(Reuters) – Herbalife is still engaged in improper recruiting tactics and is likely violating multi-level market restrictions in China, activist hedge fund manager William Ackman wrote to his investors on Monday.
The billionaire investor on Monday told clients in a letter, seen by Reuters, that he would soon be releasing findings that his own investigation into the nutrition and weight loss company has turned up. So far, he said that he has shared those findings only with regulators.
“Our next presentation, among other issues, will include an analysis of the three principal sources of revenue growth for the company: Internet-based lead generation, nutrition clubs, and the company’s China operation,” Ackman wrote.
Herbalife prohibited “lead generation” methods to find new distributors at the end of June, but Ackman said the practices, promoted by the company’s top distributors, are still being used.
Herbalife spokeswoman Barbara Henderson said the company has no comment.
The battle over Herbalife as been one of Wall Street’s enduring dramas this year as it pitted Ackman against other prominent hedge fund managers including Carl Icahn, the company’s biggest shareholder.

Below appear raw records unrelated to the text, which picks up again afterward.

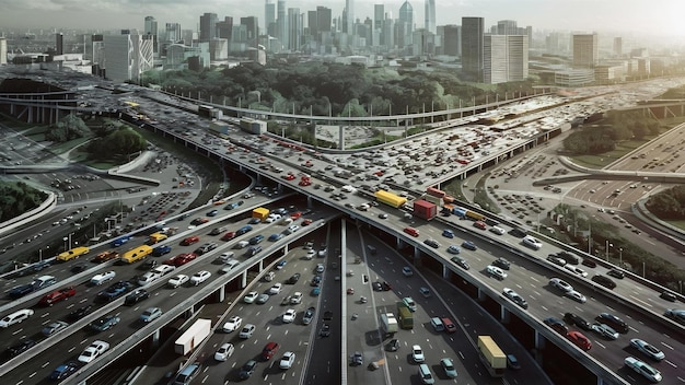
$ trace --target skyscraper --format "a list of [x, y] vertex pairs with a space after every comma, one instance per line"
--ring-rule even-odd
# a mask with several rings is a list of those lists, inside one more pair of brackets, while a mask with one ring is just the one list
[[483, 80], [483, 18], [462, 18], [462, 70], [473, 80]]
[[436, 33], [436, 0], [426, 0], [423, 27], [432, 34]]
[[573, 67], [594, 67], [599, 63], [597, 34], [573, 34]]

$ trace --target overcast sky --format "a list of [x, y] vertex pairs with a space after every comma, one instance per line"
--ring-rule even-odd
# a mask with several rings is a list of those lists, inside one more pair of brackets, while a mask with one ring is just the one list
[[[277, 1], [277, 0], [272, 0]], [[356, 19], [373, 19], [373, 4], [384, 4], [394, 19], [403, 0], [355, 0]], [[423, 26], [423, 0], [409, 1], [417, 27]], [[1, 0], [0, 31], [14, 27], [120, 30], [143, 27], [147, 15], [197, 30], [205, 12], [224, 16], [256, 15], [264, 26], [265, 0]], [[345, 0], [287, 0], [301, 13], [324, 5], [334, 18]], [[535, 30], [627, 32], [685, 37], [685, 0], [436, 0], [437, 24], [461, 24], [462, 16], [515, 20]], [[306, 18], [305, 18], [306, 19]], [[306, 22], [305, 22], [306, 23]]]

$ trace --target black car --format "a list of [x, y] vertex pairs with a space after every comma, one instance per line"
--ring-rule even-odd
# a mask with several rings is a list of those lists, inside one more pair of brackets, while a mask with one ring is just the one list
[[35, 346], [36, 346], [36, 341], [32, 339], [25, 339], [18, 345], [9, 347], [8, 352], [10, 353], [11, 357], [16, 357]]
[[511, 262], [504, 258], [497, 258], [492, 262], [492, 265], [499, 267], [500, 269], [509, 270], [511, 268]]
[[150, 298], [150, 294], [144, 289], [136, 289], [130, 294], [126, 295], [126, 300], [124, 300], [124, 304], [126, 305], [135, 305], [138, 302]]
[[583, 330], [592, 329], [592, 324], [590, 324], [588, 320], [585, 320], [585, 318], [579, 316], [578, 314], [566, 313], [564, 315], [564, 319], [566, 319], [570, 324], [578, 326], [579, 328]]
[[607, 289], [614, 289], [616, 288], [616, 282], [614, 282], [611, 278], [608, 277], [604, 277], [602, 275], [595, 275], [592, 277], [592, 280], [600, 283], [601, 285], [607, 288]]

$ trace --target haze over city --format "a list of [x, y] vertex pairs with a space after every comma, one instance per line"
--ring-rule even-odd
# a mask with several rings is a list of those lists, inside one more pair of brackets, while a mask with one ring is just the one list
[[[274, 1], [276, 2], [276, 1]], [[404, 1], [356, 0], [355, 18], [363, 22], [373, 18], [373, 5], [384, 4], [396, 18]], [[409, 1], [414, 8], [416, 27], [423, 24], [423, 1]], [[345, 0], [291, 0], [286, 7], [301, 13], [330, 8], [334, 18], [340, 16]], [[487, 24], [498, 20], [516, 20], [519, 25], [535, 30], [567, 30], [597, 32], [635, 32], [650, 36], [684, 37], [685, 2], [680, 0], [437, 0], [437, 24], [460, 24], [462, 16], [480, 16]], [[264, 26], [265, 1], [235, 0], [5, 0], [0, 12], [0, 31], [7, 28], [142, 28], [143, 18], [181, 23], [184, 28], [197, 28], [205, 12], [220, 18], [257, 16]]]

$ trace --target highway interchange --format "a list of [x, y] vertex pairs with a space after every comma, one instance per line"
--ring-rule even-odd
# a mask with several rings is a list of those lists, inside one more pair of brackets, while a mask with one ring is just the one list
[[[235, 132], [237, 135], [237, 132]], [[256, 142], [252, 141], [252, 143], [248, 143], [246, 140], [243, 141], [241, 143], [242, 145], [248, 145], [251, 148], [255, 148]], [[212, 144], [212, 147], [219, 147], [222, 148], [221, 144]], [[270, 149], [265, 149], [265, 145], [272, 145]], [[280, 148], [277, 148], [275, 144], [267, 144], [264, 143], [262, 145], [259, 145], [258, 150], [260, 152], [264, 153], [264, 155], [253, 155], [249, 153], [245, 153], [244, 151], [240, 150], [240, 148], [235, 148], [233, 145], [229, 145], [228, 147], [229, 151], [222, 151], [222, 155], [223, 156], [229, 156], [232, 158], [232, 160], [234, 162], [240, 162], [240, 163], [245, 163], [245, 162], [249, 162], [252, 164], [252, 166], [255, 168], [257, 168], [257, 164], [259, 164], [259, 162], [262, 163], [266, 163], [267, 161], [263, 160], [263, 158], [268, 156], [269, 154], [269, 150], [272, 150], [274, 152], [280, 152]], [[214, 149], [216, 150], [216, 149]], [[282, 158], [280, 158], [279, 161], [276, 161], [276, 159], [270, 159], [268, 162], [271, 162], [272, 164], [276, 164], [277, 162], [282, 162], [283, 167], [286, 171], [289, 171], [290, 168], [292, 168], [295, 173], [301, 173], [302, 171], [298, 171], [298, 170], [302, 170], [302, 163], [309, 161], [311, 163], [314, 164], [314, 166], [310, 167], [312, 170], [317, 170], [318, 173], [322, 173], [322, 171], [330, 171], [330, 170], [325, 170], [327, 163], [324, 161], [320, 161], [317, 159], [310, 159], [306, 155], [302, 155], [302, 154], [298, 154], [298, 153], [286, 153], [286, 154], [281, 154], [279, 153], [279, 155], [285, 155]], [[244, 164], [244, 166], [247, 166], [247, 164]], [[297, 186], [297, 179], [293, 182], [285, 182], [280, 176], [281, 173], [274, 173], [271, 171], [265, 171], [265, 170], [260, 170], [259, 173], [262, 174], [267, 174], [269, 176], [271, 176], [271, 178], [279, 180], [286, 185], [291, 185], [289, 186], [292, 189], [303, 189]], [[323, 174], [323, 173], [322, 173]], [[321, 175], [321, 174], [320, 174]], [[322, 185], [335, 182], [336, 185], [342, 184], [342, 183], [347, 183], [346, 179], [338, 179], [336, 180], [335, 176], [333, 175], [327, 175], [326, 176], [326, 180], [320, 180], [316, 179], [315, 180]], [[323, 189], [314, 189], [314, 186], [307, 187], [307, 192], [310, 195], [316, 195], [318, 196], [318, 198], [323, 201], [328, 201], [328, 203], [330, 203], [332, 206], [336, 207], [337, 209], [341, 210], [341, 211], [346, 211], [347, 213], [351, 214], [352, 218], [357, 217], [364, 217], [364, 221], [368, 222], [375, 222], [376, 225], [381, 226], [382, 229], [388, 230], [393, 233], [397, 233], [400, 234], [398, 235], [399, 238], [402, 238], [404, 242], [410, 242], [414, 240], [407, 238], [404, 234], [402, 234], [402, 230], [404, 229], [404, 226], [406, 226], [408, 223], [406, 223], [403, 220], [403, 215], [402, 215], [402, 211], [395, 211], [392, 210], [390, 208], [386, 207], [379, 207], [379, 208], [373, 208], [367, 212], [360, 212], [356, 209], [350, 209], [348, 207], [345, 207], [344, 203], [347, 202], [352, 202], [352, 206], [358, 206], [362, 202], [368, 201], [367, 199], [364, 199], [364, 197], [362, 196], [355, 196], [355, 195], [349, 195], [349, 199], [345, 202], [339, 201], [339, 202], [335, 202], [335, 201], [329, 201], [329, 197], [328, 194], [324, 194]], [[391, 218], [387, 220], [380, 220], [378, 214], [379, 211], [384, 211], [387, 212]], [[666, 380], [669, 378], [678, 378], [678, 369], [677, 369], [677, 363], [678, 362], [685, 362], [685, 360], [682, 357], [682, 342], [677, 343], [677, 339], [674, 341], [672, 339], [670, 339], [670, 336], [667, 334], [663, 334], [662, 331], [660, 331], [662, 329], [661, 325], [659, 323], [655, 323], [653, 317], [646, 317], [645, 315], [642, 315], [640, 312], [636, 311], [635, 308], [630, 307], [630, 306], [623, 306], [623, 305], [618, 305], [615, 304], [612, 307], [607, 307], [607, 305], [603, 304], [605, 302], [609, 302], [609, 299], [607, 296], [605, 296], [605, 294], [603, 293], [603, 289], [601, 288], [596, 288], [594, 285], [592, 285], [592, 283], [589, 280], [583, 280], [583, 279], [572, 279], [569, 278], [568, 276], [565, 275], [565, 272], [554, 272], [555, 271], [555, 267], [550, 266], [549, 264], [547, 264], [546, 261], [544, 261], [544, 257], [552, 253], [552, 252], [556, 252], [556, 248], [553, 248], [552, 246], [545, 245], [545, 247], [543, 247], [543, 249], [541, 249], [539, 252], [532, 252], [532, 250], [526, 250], [525, 253], [529, 254], [531, 257], [529, 258], [522, 258], [522, 257], [516, 257], [512, 254], [507, 254], [506, 256], [508, 258], [510, 258], [513, 262], [513, 268], [510, 271], [510, 276], [502, 282], [496, 281], [489, 277], [487, 277], [486, 275], [483, 273], [485, 266], [489, 265], [491, 262], [491, 260], [495, 258], [495, 256], [500, 256], [502, 255], [501, 248], [499, 248], [496, 245], [492, 245], [490, 242], [487, 242], [487, 238], [483, 237], [483, 236], [476, 236], [473, 235], [473, 229], [471, 228], [471, 222], [467, 221], [456, 221], [456, 217], [452, 217], [451, 220], [453, 220], [453, 223], [450, 226], [454, 226], [455, 229], [460, 229], [462, 226], [465, 226], [467, 229], [464, 229], [464, 232], [458, 232], [457, 233], [457, 238], [471, 238], [473, 241], [475, 241], [478, 246], [480, 246], [480, 248], [477, 252], [471, 253], [471, 252], [463, 252], [463, 256], [465, 258], [467, 258], [467, 260], [469, 261], [469, 264], [472, 264], [472, 270], [471, 270], [471, 275], [472, 277], [476, 277], [478, 280], [480, 281], [485, 281], [487, 282], [487, 288], [491, 289], [492, 292], [495, 293], [499, 293], [501, 292], [501, 289], [503, 289], [503, 287], [513, 287], [515, 288], [515, 290], [522, 294], [524, 298], [526, 298], [529, 300], [529, 303], [531, 304], [531, 307], [529, 308], [529, 313], [534, 315], [537, 319], [542, 319], [545, 318], [547, 316], [557, 316], [560, 317], [565, 312], [567, 312], [569, 308], [571, 308], [571, 306], [573, 306], [572, 308], [574, 310], [574, 312], [582, 314], [585, 316], [585, 318], [593, 318], [596, 314], [603, 312], [603, 311], [611, 311], [616, 313], [617, 315], [624, 317], [625, 319], [628, 320], [628, 323], [631, 325], [631, 331], [630, 334], [635, 332], [635, 334], [639, 334], [640, 338], [643, 338], [654, 345], [659, 345], [661, 347], [665, 347], [664, 351], [666, 351], [666, 357], [667, 360], [660, 364], [659, 369], [662, 371], [662, 373], [664, 374], [664, 377]], [[464, 223], [465, 222], [465, 223]], [[444, 224], [422, 224], [422, 223], [411, 223], [411, 225], [416, 226], [417, 229], [419, 229], [421, 231], [421, 237], [420, 240], [427, 238], [427, 237], [431, 237], [431, 238], [436, 238], [439, 240], [444, 247], [442, 247], [441, 250], [438, 252], [438, 254], [436, 254], [436, 250], [432, 250], [430, 248], [426, 248], [425, 246], [422, 246], [422, 244], [419, 244], [419, 247], [423, 249], [423, 252], [426, 253], [431, 253], [431, 255], [433, 257], [438, 257], [439, 259], [445, 259], [444, 264], [446, 266], [451, 267], [451, 270], [456, 271], [457, 275], [464, 275], [464, 271], [460, 270], [460, 268], [456, 268], [455, 266], [451, 265], [451, 262], [446, 259], [449, 259], [450, 255], [446, 254], [446, 252], [444, 252], [444, 248], [446, 247], [446, 245], [449, 244], [448, 240], [442, 240], [441, 238], [441, 232], [442, 232], [442, 226], [444, 226]], [[265, 231], [266, 233], [268, 233], [268, 230]], [[266, 234], [265, 235], [268, 235]], [[490, 235], [490, 234], [488, 234]], [[419, 241], [420, 241], [419, 240]], [[521, 246], [519, 245], [519, 240], [515, 237], [512, 237], [510, 235], [503, 235], [502, 240], [503, 244], [508, 247], [511, 247], [512, 249], [519, 249], [521, 248]], [[334, 240], [329, 240], [328, 242], [333, 242], [334, 244], [336, 242], [339, 241], [334, 241]], [[454, 241], [457, 242], [458, 241]], [[348, 247], [350, 247], [350, 245], [348, 245]], [[176, 248], [175, 250], [176, 252]], [[359, 253], [359, 250], [358, 250]], [[297, 256], [295, 256], [297, 257]], [[208, 258], [207, 258], [208, 259]], [[396, 264], [399, 264], [398, 261]], [[291, 265], [291, 266], [294, 266]], [[371, 266], [371, 264], [369, 264], [369, 266]], [[198, 266], [199, 267], [199, 266]], [[288, 265], [287, 265], [288, 267]], [[66, 265], [63, 268], [60, 268], [57, 271], [62, 271], [63, 273], [67, 273], [67, 268], [68, 265]], [[130, 267], [129, 267], [130, 268]], [[216, 270], [216, 268], [214, 268]], [[550, 271], [552, 270], [552, 271]], [[597, 267], [596, 270], [604, 272], [606, 269], [603, 267]], [[50, 270], [50, 272], [53, 272]], [[140, 272], [140, 271], [139, 271]], [[393, 272], [397, 272], [397, 271], [393, 271]], [[330, 270], [326, 271], [327, 277], [325, 277], [325, 280], [330, 280]], [[375, 270], [374, 271], [375, 275], [383, 275], [384, 271], [382, 271], [381, 269]], [[129, 272], [130, 275], [130, 272]], [[555, 293], [548, 285], [547, 285], [547, 281], [552, 276], [565, 276], [565, 279], [567, 279], [568, 281], [572, 282], [573, 284], [577, 285], [577, 289], [579, 289], [581, 292], [583, 292], [587, 296], [588, 296], [588, 302], [585, 304], [577, 304], [574, 302], [571, 302], [571, 300], [562, 298], [560, 295], [558, 295], [557, 293]], [[124, 277], [126, 277], [126, 275], [123, 275]], [[359, 276], [359, 275], [356, 275]], [[213, 277], [213, 276], [212, 276]], [[344, 281], [345, 282], [345, 281]], [[532, 283], [535, 282], [535, 283]], [[365, 290], [369, 289], [368, 285], [364, 287]], [[416, 290], [416, 287], [414, 287], [414, 290]], [[399, 289], [397, 289], [399, 291]], [[403, 290], [410, 290], [410, 289], [403, 289]], [[327, 291], [324, 291], [324, 294]], [[629, 299], [631, 301], [635, 301], [637, 303], [640, 303], [642, 306], [645, 306], [646, 308], [649, 310], [653, 310], [654, 313], [657, 314], [661, 314], [663, 312], [663, 308], [665, 308], [667, 305], [670, 305], [669, 303], [666, 303], [664, 300], [659, 299], [659, 292], [655, 291], [651, 291], [651, 290], [647, 290], [640, 285], [637, 284], [630, 284], [628, 282], [618, 282], [618, 288], [614, 290], [615, 293], [619, 293], [620, 295], [623, 295], [625, 299]], [[88, 293], [88, 291], [85, 291], [84, 293]], [[92, 293], [91, 293], [92, 294]], [[339, 294], [339, 292], [337, 293]], [[400, 292], [398, 292], [397, 294], [400, 294]], [[383, 294], [384, 295], [384, 294]], [[72, 300], [77, 300], [77, 301], [71, 301], [71, 303], [78, 302], [78, 301], [83, 301], [84, 299], [88, 300], [85, 298], [86, 295], [83, 296], [77, 296]], [[399, 295], [398, 295], [399, 296]], [[419, 300], [419, 294], [413, 294], [413, 296], [417, 300]], [[152, 299], [148, 300], [149, 303], [144, 303], [146, 306], [148, 305], [152, 305], [153, 301], [169, 301], [172, 298], [172, 295], [170, 294], [169, 298], [164, 298], [163, 295], [160, 295], [160, 293], [158, 291], [155, 291], [155, 294], [153, 295]], [[394, 300], [388, 300], [388, 299], [383, 299], [382, 295], [371, 295], [371, 293], [369, 293], [369, 298], [370, 298], [370, 306], [375, 306], [374, 303], [375, 301], [388, 301], [391, 304], [394, 303]], [[80, 299], [80, 300], [79, 300]], [[321, 296], [321, 301], [332, 301], [333, 299], [326, 299], [326, 295], [322, 295]], [[347, 299], [347, 298], [346, 298]], [[347, 299], [347, 307], [355, 307], [358, 306], [353, 303], [353, 300], [356, 299], [356, 296], [351, 296], [349, 299]], [[378, 299], [378, 300], [376, 300]], [[553, 300], [550, 300], [553, 299]], [[339, 295], [338, 295], [338, 300], [339, 300]], [[500, 301], [502, 301], [500, 299]], [[600, 302], [602, 301], [602, 302]], [[351, 302], [351, 303], [350, 303]], [[506, 301], [502, 301], [503, 303], [507, 303]], [[71, 305], [70, 303], [70, 305]], [[160, 302], [161, 303], [161, 302]], [[275, 302], [274, 302], [275, 303]], [[274, 303], [271, 303], [272, 307], [276, 307], [277, 311], [274, 311], [270, 313], [270, 318], [267, 319], [275, 319], [277, 318], [278, 314], [280, 314], [281, 307], [282, 306], [277, 306], [274, 305]], [[165, 303], [166, 304], [166, 303]], [[419, 300], [419, 304], [421, 304], [421, 300]], [[62, 305], [62, 304], [60, 304]], [[56, 306], [60, 306], [60, 305], [56, 305]], [[510, 304], [508, 304], [510, 305]], [[142, 306], [142, 305], [141, 305]], [[511, 306], [511, 305], [510, 305]], [[255, 305], [253, 305], [253, 307], [256, 307]], [[57, 308], [57, 307], [55, 307]], [[128, 312], [130, 314], [128, 314], [129, 318], [128, 320], [123, 319], [121, 325], [120, 326], [126, 326], [126, 325], [133, 325], [135, 324], [135, 319], [136, 319], [136, 311], [141, 311], [141, 308], [139, 306], [132, 308], [132, 312]], [[240, 310], [239, 310], [240, 311]], [[516, 312], [520, 312], [518, 308], [513, 307], [512, 312], [515, 314]], [[49, 312], [46, 312], [49, 313]], [[65, 313], [59, 314], [56, 313], [55, 315], [48, 315], [48, 317], [60, 317], [63, 316]], [[254, 315], [254, 313], [253, 313]], [[247, 313], [246, 316], [249, 316], [249, 312]], [[37, 318], [37, 317], [36, 317]], [[364, 326], [367, 328], [373, 329], [371, 327], [371, 324], [375, 324], [378, 319], [375, 316], [373, 317], [369, 317], [369, 318], [364, 318], [365, 323], [369, 324], [364, 324]], [[45, 323], [45, 320], [43, 320], [42, 323]], [[351, 325], [349, 322], [347, 323], [348, 327], [349, 325]], [[278, 325], [279, 327], [282, 325]], [[286, 330], [290, 330], [292, 328], [292, 330], [298, 330], [298, 328], [295, 328], [295, 326], [301, 326], [301, 325], [288, 325], [287, 328], [281, 328], [281, 329], [286, 329]], [[20, 334], [24, 334], [26, 332], [26, 335], [32, 335], [34, 332], [37, 332], [38, 330], [38, 325], [34, 325], [33, 329], [31, 329], [31, 326], [26, 325], [26, 328], [28, 329], [28, 331], [23, 331], [24, 330], [24, 325], [22, 325], [22, 331]], [[274, 326], [276, 328], [276, 325]], [[316, 325], [316, 327], [312, 327], [311, 329], [305, 329], [305, 330], [298, 330], [298, 331], [289, 331], [288, 335], [290, 335], [290, 332], [292, 334], [298, 334], [299, 337], [295, 339], [304, 339], [306, 336], [302, 336], [302, 332], [306, 334], [309, 332], [309, 336], [312, 337], [315, 335], [315, 332], [317, 331], [317, 327], [318, 325]], [[5, 331], [7, 332], [7, 331]], [[682, 332], [682, 330], [681, 330]], [[349, 334], [348, 334], [349, 336]], [[81, 336], [82, 337], [82, 336]], [[119, 338], [125, 337], [125, 336], [119, 336]], [[294, 336], [293, 336], [294, 337]], [[73, 337], [70, 337], [70, 339]], [[109, 338], [109, 336], [108, 336]], [[112, 338], [115, 338], [115, 336], [113, 335]], [[600, 337], [597, 337], [596, 335], [592, 335], [591, 336], [593, 343], [594, 343], [594, 348], [589, 352], [589, 354], [593, 355], [594, 358], [596, 358], [597, 360], [600, 360], [601, 362], [605, 363], [609, 370], [614, 370], [617, 371], [617, 373], [622, 376], [624, 376], [627, 381], [629, 381], [630, 383], [639, 383], [640, 380], [632, 377], [632, 374], [630, 372], [627, 372], [627, 370], [625, 369], [620, 369], [622, 366], [622, 362], [623, 362], [623, 357], [626, 355], [626, 350], [630, 351], [629, 348], [625, 348], [625, 346], [627, 345], [627, 338], [629, 338], [628, 336], [623, 336], [619, 338], [618, 341], [603, 341]], [[293, 340], [295, 340], [293, 339]], [[288, 339], [289, 341], [291, 341], [290, 339]], [[263, 342], [263, 340], [259, 340], [260, 342]], [[557, 341], [559, 342], [559, 341]], [[623, 343], [622, 343], [623, 342]], [[73, 343], [73, 340], [72, 340]], [[348, 349], [342, 349], [342, 351], [349, 350], [350, 347], [355, 346], [355, 341], [350, 341], [349, 339], [347, 340], [348, 343]], [[561, 343], [564, 343], [564, 341], [561, 341]], [[620, 345], [622, 347], [619, 348], [618, 345]], [[358, 349], [359, 345], [357, 345], [356, 347], [353, 347], [353, 349]], [[367, 347], [368, 348], [368, 347]], [[376, 347], [378, 348], [378, 347]], [[256, 350], [260, 350], [260, 346], [257, 346], [255, 348]], [[316, 347], [314, 348], [316, 349]], [[454, 347], [452, 347], [452, 349], [454, 349]], [[61, 349], [55, 349], [54, 353], [56, 352], [62, 352], [62, 351], [73, 351], [74, 353], [77, 353], [74, 350], [79, 350], [76, 348], [65, 348], [65, 350]], [[371, 351], [375, 350], [375, 354], [379, 354], [379, 349], [372, 349]], [[246, 357], [249, 357], [249, 352], [246, 352]], [[254, 352], [253, 352], [254, 353]], [[632, 352], [632, 354], [635, 354], [635, 352]], [[369, 352], [367, 354], [368, 357], [373, 357], [374, 359], [378, 358], [374, 355], [373, 352]], [[241, 355], [242, 357], [242, 355]], [[317, 355], [315, 355], [316, 359], [318, 359]], [[315, 359], [314, 359], [315, 360]], [[396, 361], [399, 361], [398, 358], [395, 358]], [[49, 358], [47, 358], [47, 360], [35, 360], [36, 362], [57, 362], [60, 361], [59, 359], [59, 354], [55, 354], [55, 357], [53, 358], [53, 360], [49, 360]], [[406, 361], [406, 360], [405, 360]], [[241, 361], [236, 359], [236, 364], [241, 364]], [[387, 368], [391, 366], [391, 363], [388, 362]], [[409, 365], [410, 366], [410, 365]], [[320, 365], [313, 365], [312, 368], [321, 368]], [[20, 370], [24, 370], [26, 371], [27, 368], [20, 368]], [[30, 376], [33, 377], [34, 375], [31, 375], [31, 370], [30, 369], [27, 372], [25, 373], [21, 373], [18, 374], [21, 377], [24, 376]], [[51, 370], [51, 368], [49, 368], [49, 365], [45, 365], [45, 368], [40, 369], [44, 373], [47, 373]], [[357, 370], [356, 372], [350, 372], [348, 371], [348, 377], [350, 376], [350, 373], [353, 375], [359, 375], [359, 370]], [[293, 373], [295, 373], [293, 371]], [[376, 372], [362, 372], [364, 374], [362, 375], [379, 375], [376, 373], [383, 373], [382, 371], [376, 371]], [[290, 375], [290, 374], [289, 374]], [[297, 375], [297, 374], [292, 374], [292, 375]], [[36, 374], [36, 377], [40, 377], [40, 375]], [[45, 375], [47, 376], [47, 374]], [[43, 376], [43, 377], [45, 377]], [[392, 376], [392, 374], [391, 374]], [[14, 377], [14, 375], [12, 375], [12, 377]], [[472, 377], [475, 380], [475, 377], [472, 374]], [[682, 376], [680, 377], [682, 378]], [[362, 381], [363, 378], [360, 378], [360, 381]], [[413, 380], [413, 383], [416, 382], [418, 378]], [[352, 378], [350, 378], [350, 381], [353, 381]], [[480, 382], [478, 382], [480, 383]]]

A year ago Ackman called the company a pyramid scheme, something the company has vehemently denied, and he predicted the share price would sink to zero when regulators shut the company down.
ACKMAN STICKING WITH SHORT POSITION
Ackman also said he was sticking by his $1 billion bet short selling Herbalife’s stock which he made public a year ago and which has cost his $12 billion Pershing Square Capital Management as much as $700 million in losses, people familiar with the fund have estimated.
Herbalife’s stock price has surged 146 percent this year to $81.03, having gotten a sizable boost last week after accountants found no material change in the company’s reaudited financial statements.
However, at the beginning of December, overall Ackman’s fund Pershing Square was up roughly 10 percent for the year and Ackman did not provide updated performance numbers in the letter.
Pershing Square restructured the Herbalife bet in the last few months as the share price kept rising.
“We continue to believe that our Herbalife short position offers an extremely compelling, and, as now structured, even greater asymmetric payoff than before because of the stock price’s substantial rise,” he wrote.
Herbalife, Ackman wrote, has spent tens of millions of dollars to discredit his hedge fund, trying most recently to persuade Pershing Square investors to redeem from the fund.
Investment bank “Moelis & Company even offered to stop this campaign if we would agree to no longer push our regulatory agenda and to refrain from any further public statements,” Ackman wrote. But he said he thinks Herbalife and Moelis may have quit their campaign “as a result of media scrutiny.”